パソコン春モデルに搭載機ずらり 次世代CPU実力検証

日経PC21

●CPUのコア数が多いと、どんなときメリットがあるの?

コア数の違いは性能にどう影響するのか。デスクトップ向けの「コアi5-9600K」を2コア、4コア、6コアで動作させ検証してみた。

まずはビジネスアプリの処理性能を検証する「PCMark 10 Applications」のスコアを見ていこう。結果はグラフの通り、「エクセル」のスコアはコア数が増えるごとに確実に向上している。エクセルに関してはコア数が多いほど快適になると考えてよいだろう。

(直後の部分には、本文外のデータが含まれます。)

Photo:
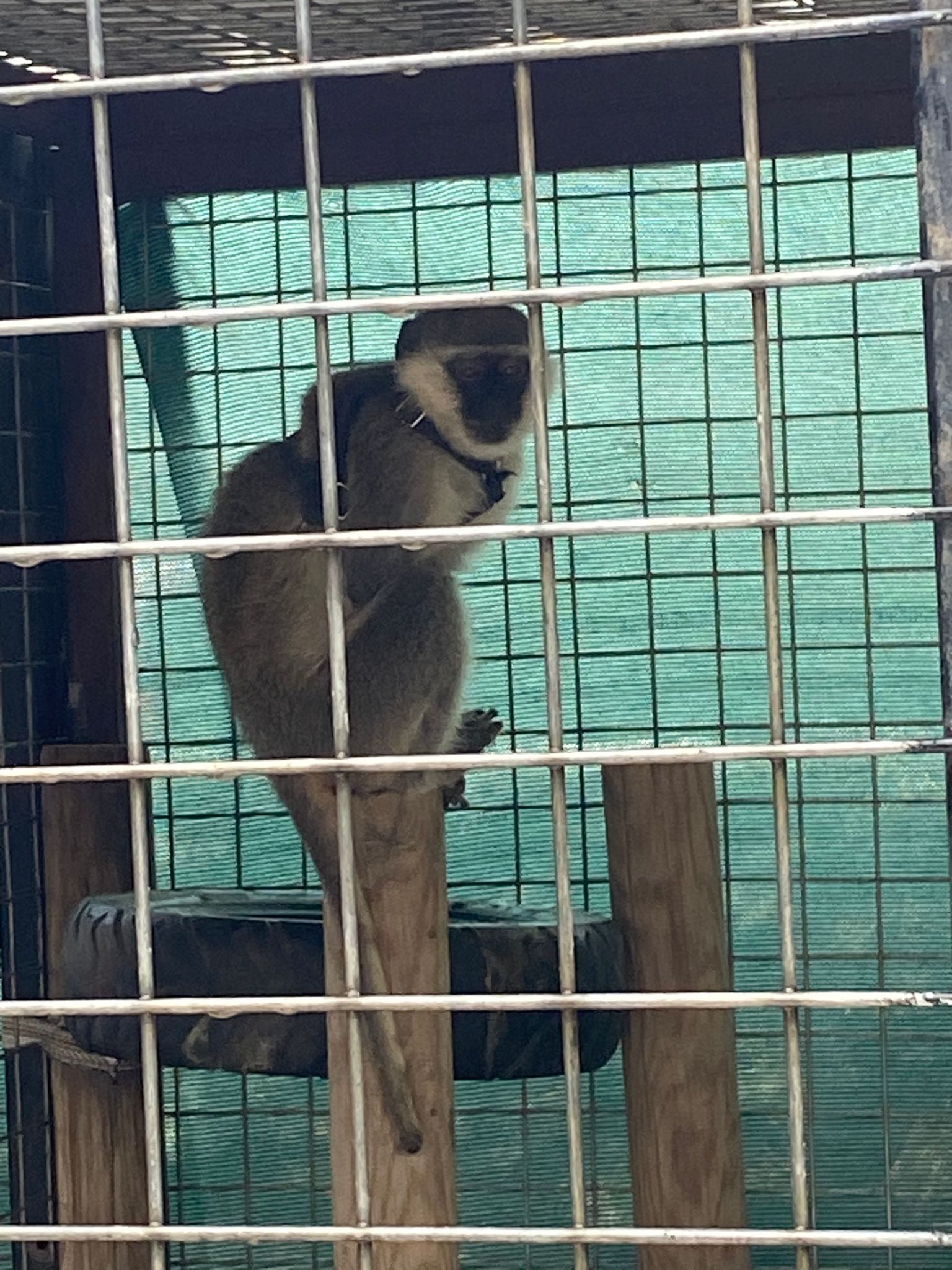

「PCMark 10 Applications」を実行してみた。エクセルはコア数に比例してスコアも向上している。一方、ワードは2コアから4コアでは順当に性能が向上しているが、4コアと6コアではスコアが逆転している。必ずしもコア数が多いほうが快適とはいえない

一方、「ワード」は2コアから4コアでは順当にスコアが向上したものの、4コアと6コアではスコアが逆転している。これはCPUのコア数に応じて処理を分割する際に、余分な負荷が生じていることを意味すると考えられる。なお、掲載していないが「エッジ」のスコアも同様であった。つまり、ワードやエッジのようなCPUパワーをあまり必要としないアプリの場合は、必ずしもコア数が多ければ良いとは限らないということである。この点はぜひ覚えておきたい。

写真編集や動画編集などのCPUパワーを要する作業では、やはりコア数が多いほど処理性能が高くなる。特にCPUパワーを要する動画処理ではその差は大きい。ただし、2コアから4コアより、4コアから6コアのほうが性能向上比率は下がる。

「TMPGEnc Video Mastering Works 7 」で動画ファイル形式の変換にかかった時間を計測。4コアと6コアでも処理時間に大きな差が出ている。動画編集などの重い作業ではコア数が多ければ多いほど快適になることがわかる

●「ライゼン」ってどんなCPU? コアiとの性能差は?

インテルの「コアi」に対抗するAMDのCPUが「ライゼン」だ。現在、ノート向けとしては、第2世代となるライゼン3000シリーズの「7」「5」「3」の3モデルが提供されている。AMDは、かつてインテルと業界の盟主の座を争ったこともある老舗のCPUメーカー。長らくCPU開発においてインテルに後れを取っていたが、17年、高性能なライゼンの開発に成功。再びインテルのライバルとして浮上してきた。

現在、ライゼンは、インテル製CPUの供給不足もあり、順調にシェアを伸ばしている。マイクロソフトはフラグシップモデルの「サーフェス ラップトップ3 15インチ」に採用、NECなどの国内メーカーも搭載パソコンを増やしている。

マイクロソフトは自社のフラグシップモデルにライゼンを採用。NECなどの国内メーカーもライゼン搭載ノートパソコンを発売している。インテルCPUの供給不足もあり、今後はライゼン搭載パソコンがさらに増えるとみられている

気になる性能について実際にテストしたところ、Ice Lakeのコアiに対しワード、エクセルの処理性能ともやや劣る結果となった。ただし、ライゼン搭載ノートは同グレードのコアi搭載ノートに比べ2万~3万円くらい低価格なので、スコアの差を考えるとコストパフォーマンスは高い。

今回は「ライゼン5 3580U」と「コアi5-1035G7(第10世代Ice Lake)」の性能を比較してみた。グラフは「PCMark 10 Applications 」のテスト結果。コアi5が、ワード、エクセルともスコアで勝っているものの、その差はそれほど大きくはない

なお、さらに高性能な第3世代ライゼン4000シリーズを搭載したノートパソコンも近々登場予定。20年は、ライゼンのシェアがさらに拡大するとみられている。